Ah, the classic dilemma of finding the longest subarray of 1’s after deleting just one element. It’s like trying to find the longest stretch of uninterrupted Netflix binge-watching after your roommate decides to hog the remote. You know you can only kick them out (delete one element) once, but you want to maximize your viewing pleasure (the length of 1’s).

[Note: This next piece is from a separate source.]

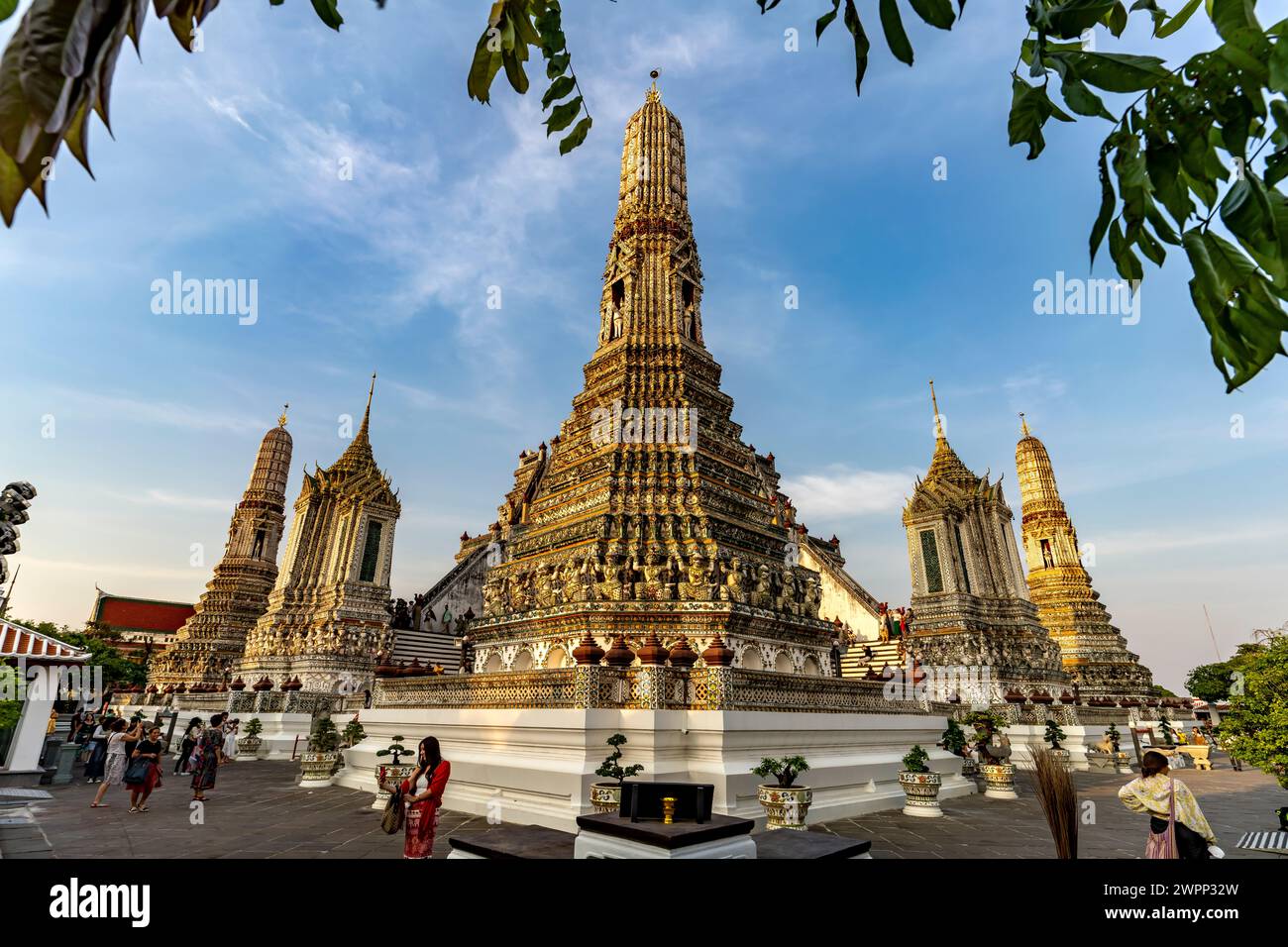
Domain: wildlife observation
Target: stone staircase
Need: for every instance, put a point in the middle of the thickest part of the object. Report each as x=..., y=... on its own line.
x=855, y=663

In this problem, you are given an array of integers consisting of 0’s and 1’s. Your task is to find the length of the longest contiguous subarray that contains only 1’s after you delete one element (which can be either a 0 or a 1).

Code Solution


class Solution:
    def longestSubarray(self, nums: list[int]) -> int:
        ans = 0
        zeros = 0
        l = 0
        for r, num in enumerate(nums):
            if num == 0:
                zeros += 1
            while zeros == 2:
                if nums[l] == 0:
                    zeros -= 1
                l += 1
            ans = max(ans, r - l)
        return ans

Approach Explanation

The approach used in the code is a sliding window technique. We maintain a window defined by two pointers, l (left) and r (right). As we iterate through the array with the right pointer, we count the number of zeros. If we encounter two zeros, we increment the left pointer until we have at most one zero in our window. This way, we can calculate the maximum length of the subarray of 1’s that can be achieved by deleting one element.

Time and Space Complexity

Complexity Type	Complexity
Time Complexity	O(n)
Space Complexity	O(1)

Real-World Example

Imagine you’re at a party, and you’re trying to find the longest time you can spend with your friends (1’s) before you have to deal with that one annoying person (0) who keeps interrupting. You can only ask them to leave once, so you want to maximize your fun time with your friends. This problem is just like that—finding the longest stretch of good times after dealing with one interruption.